Business

Gulf Drilling Int’l earns QR240mn revenue from its offshore rigs in first half, 2013

Gulf Drilling Int’l earns QR240mn revenue from its offshore rigs in first half, 2013

August 13, 2013 | 12:10 AM

By Santhosh V Perumal/Business Reporter

 

A substantial rise in average daily rates (ADR) in the second quarter and 100% utilisation helped Gulf Drilling International (GDI) earn QR240mn revenue from its offshore rigs during the first six months of this year.

Revenues from its five offshore rigs constituted a bulk of GDI’s total revenues during January-June this year, according to detailed financial statement of Qatar Exchange-listed Gulf International Services, whose subsidiary is GDI.

GDI revenues constituted 25% of the parent GIS’ kitty in the first six months of this year, the second largest contributor.

Its offshore rigs, with 100% utilisation (which measures the number of days rigs are under contract out of the number of days in total), contributed the most to GDI’s total revenue of QR381mn in January-June this year, up 27% over that in the previous year period.

The five offshore rigs are Al Doha, Al Rayyan, Al Wajbah, Al Khor and Al Zubarah. These rigs contributed 63% of GDI revenue in January-June this year against 74% in the year-ago period.

Revenue from offshore rigs grew only 9% year-on-year (y-o-y) in the six month period ended June 30, 2013.
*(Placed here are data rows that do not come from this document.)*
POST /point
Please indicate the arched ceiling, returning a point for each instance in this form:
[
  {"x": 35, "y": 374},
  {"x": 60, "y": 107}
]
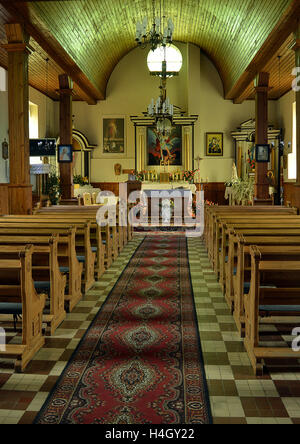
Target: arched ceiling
[{"x": 96, "y": 34}]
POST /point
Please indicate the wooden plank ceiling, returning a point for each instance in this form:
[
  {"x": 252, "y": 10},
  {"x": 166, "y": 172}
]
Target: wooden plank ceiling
[{"x": 96, "y": 34}]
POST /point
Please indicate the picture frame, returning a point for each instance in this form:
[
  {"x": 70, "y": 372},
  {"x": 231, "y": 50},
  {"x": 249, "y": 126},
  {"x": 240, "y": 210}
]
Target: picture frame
[
  {"x": 65, "y": 153},
  {"x": 262, "y": 153},
  {"x": 113, "y": 136},
  {"x": 214, "y": 144}
]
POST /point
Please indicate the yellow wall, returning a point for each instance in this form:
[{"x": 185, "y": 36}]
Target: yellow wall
[
  {"x": 197, "y": 90},
  {"x": 285, "y": 120}
]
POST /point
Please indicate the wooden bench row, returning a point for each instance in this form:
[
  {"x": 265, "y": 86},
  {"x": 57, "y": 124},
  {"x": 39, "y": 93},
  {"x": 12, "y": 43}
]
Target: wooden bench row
[
  {"x": 68, "y": 251},
  {"x": 255, "y": 254}
]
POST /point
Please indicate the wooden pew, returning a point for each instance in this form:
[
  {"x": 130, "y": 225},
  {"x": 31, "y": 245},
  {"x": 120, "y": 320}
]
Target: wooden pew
[
  {"x": 45, "y": 273},
  {"x": 109, "y": 233},
  {"x": 83, "y": 246},
  {"x": 279, "y": 266},
  {"x": 212, "y": 213},
  {"x": 222, "y": 219},
  {"x": 228, "y": 225},
  {"x": 243, "y": 267},
  {"x": 17, "y": 290},
  {"x": 67, "y": 257}
]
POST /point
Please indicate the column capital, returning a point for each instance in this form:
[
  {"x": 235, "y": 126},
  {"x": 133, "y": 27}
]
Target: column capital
[{"x": 296, "y": 45}]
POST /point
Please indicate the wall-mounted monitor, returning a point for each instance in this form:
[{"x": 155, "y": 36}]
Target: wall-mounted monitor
[{"x": 42, "y": 147}]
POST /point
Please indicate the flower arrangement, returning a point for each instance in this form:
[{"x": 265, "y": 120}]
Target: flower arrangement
[
  {"x": 139, "y": 176},
  {"x": 189, "y": 176},
  {"x": 79, "y": 180},
  {"x": 252, "y": 164}
]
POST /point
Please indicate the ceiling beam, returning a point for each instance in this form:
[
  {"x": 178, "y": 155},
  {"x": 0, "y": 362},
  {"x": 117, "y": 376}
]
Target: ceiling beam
[
  {"x": 283, "y": 29},
  {"x": 52, "y": 47}
]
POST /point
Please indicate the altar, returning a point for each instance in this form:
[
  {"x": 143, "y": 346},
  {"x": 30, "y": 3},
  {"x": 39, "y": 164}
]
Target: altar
[{"x": 170, "y": 202}]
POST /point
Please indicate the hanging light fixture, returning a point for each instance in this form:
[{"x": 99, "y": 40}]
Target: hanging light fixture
[{"x": 155, "y": 37}]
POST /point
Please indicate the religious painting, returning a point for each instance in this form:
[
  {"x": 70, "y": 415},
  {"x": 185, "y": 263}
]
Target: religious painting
[
  {"x": 65, "y": 153},
  {"x": 114, "y": 136},
  {"x": 164, "y": 150},
  {"x": 214, "y": 144}
]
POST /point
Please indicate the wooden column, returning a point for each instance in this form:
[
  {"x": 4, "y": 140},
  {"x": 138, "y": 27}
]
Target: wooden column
[
  {"x": 66, "y": 169},
  {"x": 296, "y": 48},
  {"x": 262, "y": 196},
  {"x": 20, "y": 189}
]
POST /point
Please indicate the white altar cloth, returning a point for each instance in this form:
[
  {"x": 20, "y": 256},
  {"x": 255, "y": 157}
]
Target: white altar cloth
[{"x": 153, "y": 186}]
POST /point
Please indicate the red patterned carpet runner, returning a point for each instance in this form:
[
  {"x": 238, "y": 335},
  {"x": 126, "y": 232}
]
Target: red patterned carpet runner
[{"x": 140, "y": 362}]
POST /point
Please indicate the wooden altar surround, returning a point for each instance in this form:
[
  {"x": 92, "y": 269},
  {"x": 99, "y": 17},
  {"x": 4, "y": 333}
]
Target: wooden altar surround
[
  {"x": 19, "y": 189},
  {"x": 65, "y": 122},
  {"x": 262, "y": 195}
]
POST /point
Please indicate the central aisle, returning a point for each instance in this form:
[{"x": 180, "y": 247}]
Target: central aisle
[{"x": 140, "y": 361}]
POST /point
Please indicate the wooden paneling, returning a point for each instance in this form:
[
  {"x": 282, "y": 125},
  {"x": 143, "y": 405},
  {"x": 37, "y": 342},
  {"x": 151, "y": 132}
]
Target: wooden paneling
[
  {"x": 292, "y": 195},
  {"x": 4, "y": 207},
  {"x": 107, "y": 186}
]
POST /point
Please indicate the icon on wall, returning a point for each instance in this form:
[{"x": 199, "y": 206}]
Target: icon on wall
[{"x": 214, "y": 144}]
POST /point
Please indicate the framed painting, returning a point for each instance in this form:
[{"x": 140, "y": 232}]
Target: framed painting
[
  {"x": 114, "y": 136},
  {"x": 164, "y": 150},
  {"x": 214, "y": 144}
]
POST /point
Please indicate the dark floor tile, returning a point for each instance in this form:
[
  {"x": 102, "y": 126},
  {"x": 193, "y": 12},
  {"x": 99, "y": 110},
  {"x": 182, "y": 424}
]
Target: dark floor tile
[
  {"x": 229, "y": 421},
  {"x": 235, "y": 347},
  {"x": 211, "y": 336},
  {"x": 28, "y": 418},
  {"x": 3, "y": 379},
  {"x": 15, "y": 400},
  {"x": 49, "y": 384},
  {"x": 56, "y": 343},
  {"x": 216, "y": 359}
]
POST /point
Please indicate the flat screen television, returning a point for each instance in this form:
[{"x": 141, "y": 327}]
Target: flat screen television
[{"x": 42, "y": 147}]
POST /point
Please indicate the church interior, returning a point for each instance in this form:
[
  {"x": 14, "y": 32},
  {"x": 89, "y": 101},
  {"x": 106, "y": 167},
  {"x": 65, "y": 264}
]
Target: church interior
[{"x": 149, "y": 212}]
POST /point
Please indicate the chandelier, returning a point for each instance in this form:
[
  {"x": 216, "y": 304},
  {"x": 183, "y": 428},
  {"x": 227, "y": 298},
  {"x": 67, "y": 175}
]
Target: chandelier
[
  {"x": 155, "y": 37},
  {"x": 162, "y": 110}
]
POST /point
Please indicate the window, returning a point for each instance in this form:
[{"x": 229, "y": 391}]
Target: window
[
  {"x": 34, "y": 129},
  {"x": 2, "y": 80},
  {"x": 171, "y": 54},
  {"x": 292, "y": 164}
]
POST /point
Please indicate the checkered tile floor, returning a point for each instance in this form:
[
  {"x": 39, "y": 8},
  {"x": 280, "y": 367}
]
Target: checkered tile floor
[{"x": 236, "y": 395}]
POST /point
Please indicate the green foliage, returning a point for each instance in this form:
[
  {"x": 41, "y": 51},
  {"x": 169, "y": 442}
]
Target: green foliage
[
  {"x": 243, "y": 191},
  {"x": 79, "y": 180}
]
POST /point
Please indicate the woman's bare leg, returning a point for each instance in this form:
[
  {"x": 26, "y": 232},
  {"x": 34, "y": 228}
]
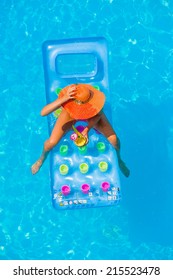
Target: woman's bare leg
[
  {"x": 62, "y": 125},
  {"x": 106, "y": 129}
]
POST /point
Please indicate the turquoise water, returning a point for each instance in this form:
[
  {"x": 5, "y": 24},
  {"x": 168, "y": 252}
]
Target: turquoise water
[{"x": 139, "y": 35}]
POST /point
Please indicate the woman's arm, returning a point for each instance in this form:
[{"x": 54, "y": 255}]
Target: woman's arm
[{"x": 58, "y": 102}]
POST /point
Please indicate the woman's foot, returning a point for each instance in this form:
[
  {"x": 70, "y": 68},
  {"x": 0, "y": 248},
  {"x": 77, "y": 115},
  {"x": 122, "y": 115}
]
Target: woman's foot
[
  {"x": 123, "y": 168},
  {"x": 36, "y": 166}
]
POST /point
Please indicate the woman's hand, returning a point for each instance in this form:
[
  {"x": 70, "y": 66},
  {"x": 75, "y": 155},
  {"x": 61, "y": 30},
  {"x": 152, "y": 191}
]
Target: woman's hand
[{"x": 70, "y": 94}]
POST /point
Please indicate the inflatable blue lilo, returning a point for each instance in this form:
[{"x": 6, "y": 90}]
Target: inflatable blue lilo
[{"x": 81, "y": 176}]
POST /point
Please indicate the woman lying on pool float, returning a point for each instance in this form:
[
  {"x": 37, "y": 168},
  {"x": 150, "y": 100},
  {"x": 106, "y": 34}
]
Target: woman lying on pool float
[{"x": 79, "y": 102}]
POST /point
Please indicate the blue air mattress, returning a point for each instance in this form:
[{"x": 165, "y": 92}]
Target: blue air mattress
[{"x": 80, "y": 177}]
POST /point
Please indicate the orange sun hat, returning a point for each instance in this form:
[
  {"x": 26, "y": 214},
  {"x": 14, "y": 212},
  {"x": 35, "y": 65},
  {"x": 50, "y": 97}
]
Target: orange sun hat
[{"x": 88, "y": 101}]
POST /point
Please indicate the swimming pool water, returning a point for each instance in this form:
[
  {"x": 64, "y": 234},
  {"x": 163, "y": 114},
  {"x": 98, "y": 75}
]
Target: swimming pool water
[{"x": 139, "y": 35}]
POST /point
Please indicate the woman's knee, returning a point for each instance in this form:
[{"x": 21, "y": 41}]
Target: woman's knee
[
  {"x": 115, "y": 141},
  {"x": 49, "y": 144}
]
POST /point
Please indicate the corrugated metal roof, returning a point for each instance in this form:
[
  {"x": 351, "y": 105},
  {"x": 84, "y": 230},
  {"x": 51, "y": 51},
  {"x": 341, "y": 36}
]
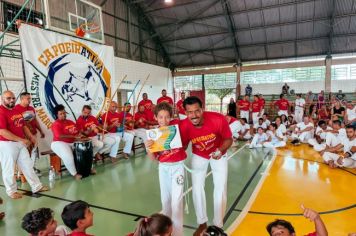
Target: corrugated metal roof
[{"x": 205, "y": 32}]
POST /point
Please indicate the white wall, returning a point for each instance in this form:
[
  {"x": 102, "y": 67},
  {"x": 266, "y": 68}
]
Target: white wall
[{"x": 347, "y": 86}]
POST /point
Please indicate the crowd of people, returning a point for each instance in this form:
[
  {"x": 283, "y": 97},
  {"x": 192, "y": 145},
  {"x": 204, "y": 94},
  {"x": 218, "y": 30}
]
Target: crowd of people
[{"x": 332, "y": 133}]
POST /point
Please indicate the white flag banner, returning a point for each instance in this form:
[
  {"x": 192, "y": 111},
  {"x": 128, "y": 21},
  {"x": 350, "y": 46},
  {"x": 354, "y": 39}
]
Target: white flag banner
[{"x": 60, "y": 69}]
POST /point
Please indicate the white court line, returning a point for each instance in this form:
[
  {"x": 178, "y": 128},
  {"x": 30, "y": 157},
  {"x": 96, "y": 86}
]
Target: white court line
[
  {"x": 251, "y": 200},
  {"x": 207, "y": 175}
]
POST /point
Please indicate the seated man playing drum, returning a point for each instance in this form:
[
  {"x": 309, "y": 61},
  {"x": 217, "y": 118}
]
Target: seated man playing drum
[{"x": 65, "y": 133}]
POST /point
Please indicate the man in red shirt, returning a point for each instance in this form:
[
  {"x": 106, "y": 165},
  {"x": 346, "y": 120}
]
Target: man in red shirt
[
  {"x": 114, "y": 125},
  {"x": 244, "y": 106},
  {"x": 180, "y": 108},
  {"x": 256, "y": 108},
  {"x": 14, "y": 148},
  {"x": 29, "y": 115},
  {"x": 165, "y": 98},
  {"x": 147, "y": 103},
  {"x": 283, "y": 105},
  {"x": 211, "y": 137},
  {"x": 89, "y": 126}
]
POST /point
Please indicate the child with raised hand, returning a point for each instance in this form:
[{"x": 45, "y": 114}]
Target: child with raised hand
[
  {"x": 78, "y": 217},
  {"x": 155, "y": 225},
  {"x": 171, "y": 171}
]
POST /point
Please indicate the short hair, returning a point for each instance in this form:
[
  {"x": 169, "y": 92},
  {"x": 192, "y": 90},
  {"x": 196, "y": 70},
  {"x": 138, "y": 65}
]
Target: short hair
[
  {"x": 37, "y": 220},
  {"x": 86, "y": 107},
  {"x": 73, "y": 212},
  {"x": 192, "y": 100},
  {"x": 244, "y": 119},
  {"x": 274, "y": 125},
  {"x": 321, "y": 122},
  {"x": 163, "y": 106},
  {"x": 58, "y": 108},
  {"x": 24, "y": 94},
  {"x": 280, "y": 222},
  {"x": 337, "y": 122},
  {"x": 350, "y": 126}
]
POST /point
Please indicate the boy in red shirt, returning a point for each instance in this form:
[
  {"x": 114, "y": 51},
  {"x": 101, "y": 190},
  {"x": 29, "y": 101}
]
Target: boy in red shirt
[
  {"x": 244, "y": 107},
  {"x": 283, "y": 105},
  {"x": 256, "y": 109},
  {"x": 78, "y": 217},
  {"x": 165, "y": 98},
  {"x": 171, "y": 172},
  {"x": 180, "y": 108},
  {"x": 210, "y": 135}
]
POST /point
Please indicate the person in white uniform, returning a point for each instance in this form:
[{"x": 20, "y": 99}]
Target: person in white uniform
[
  {"x": 14, "y": 148},
  {"x": 275, "y": 140},
  {"x": 259, "y": 139},
  {"x": 299, "y": 108},
  {"x": 348, "y": 157},
  {"x": 303, "y": 131},
  {"x": 318, "y": 142}
]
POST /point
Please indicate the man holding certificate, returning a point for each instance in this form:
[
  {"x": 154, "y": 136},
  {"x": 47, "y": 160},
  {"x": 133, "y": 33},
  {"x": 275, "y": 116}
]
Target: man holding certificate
[{"x": 211, "y": 137}]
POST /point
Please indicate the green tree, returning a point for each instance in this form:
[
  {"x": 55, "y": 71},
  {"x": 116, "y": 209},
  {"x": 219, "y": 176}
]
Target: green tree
[{"x": 221, "y": 94}]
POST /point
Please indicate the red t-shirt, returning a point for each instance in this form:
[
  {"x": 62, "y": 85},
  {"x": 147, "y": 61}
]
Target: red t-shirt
[
  {"x": 207, "y": 138},
  {"x": 256, "y": 106},
  {"x": 28, "y": 112},
  {"x": 129, "y": 123},
  {"x": 173, "y": 155},
  {"x": 146, "y": 103},
  {"x": 262, "y": 102},
  {"x": 231, "y": 119},
  {"x": 141, "y": 120},
  {"x": 85, "y": 123},
  {"x": 64, "y": 127},
  {"x": 180, "y": 107},
  {"x": 111, "y": 118},
  {"x": 282, "y": 104},
  {"x": 244, "y": 105},
  {"x": 11, "y": 120},
  {"x": 165, "y": 99}
]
However, offshore rigs revenue jumped 27% y-o-y to QR138mn in Q2 on the back of a 52% y-o-y rise in ADR to $146,000 but the first quarter had seen a 9% y-o-y fall to QR102mn although ADR was up 2% to $101,000.

There was a 35% jump in Q2 2013 revenue from Q1 of the same year as ADR went up 45% during the period in review. In the comparable period of 2012, offshore rigs revenue had reported a 3% fall on a 3% decline in ADR.

Onshore rigs, also with 100% utilisation, fetched GDI QR81mn in revenue during the first half of 2013, up 50% from that in the year-ago period. These rigs constituted 21% of GDI revenues (compared to 18% in the 2012 period).

Although the ADR was rather flat y-o-y at $31,000 in Q2 2013, revenues from onshore rigs grew 58% to QR41mn.

Despite a 6% slump in ADR to $29,000 in the first quarter, revenues were up 43% to QR40mn.

Between the second and first quarter of this year, GDI’s revenue from onshore rigs rose only 3% although there was about 7% improvement in ADR. In the same period of 2012, onshore rigs revenue had fallen 7% although ADR was flat.

Revenues from its barge (Al Zikreet) had risen by 13% to QR26mn in the first half of this year. Barge accounted for 7% of GDI revenue against 8% in the previous year period.

The barge utilisation was 100% in the first two quarters of this year against 94% in the comparable period of 2012.

Revenue from barge was flat year-on-year at QR13mn in Q2 2013 although it saw an increase of 30% to QR13mn in the first quarter.

Between the second and first quarter of 2013, revenue from barge was flat; while it had gained 30% in the comparable period of last year.

Additionally, GDI earned QR32mn from its lift boat (Dixie) with QR17mn coming from the first quarter (100% utilisation) and QR15mn in the second quarter (99% utilisation).

Between the second and first quarter of this year, revenue from lift boat was down 12%.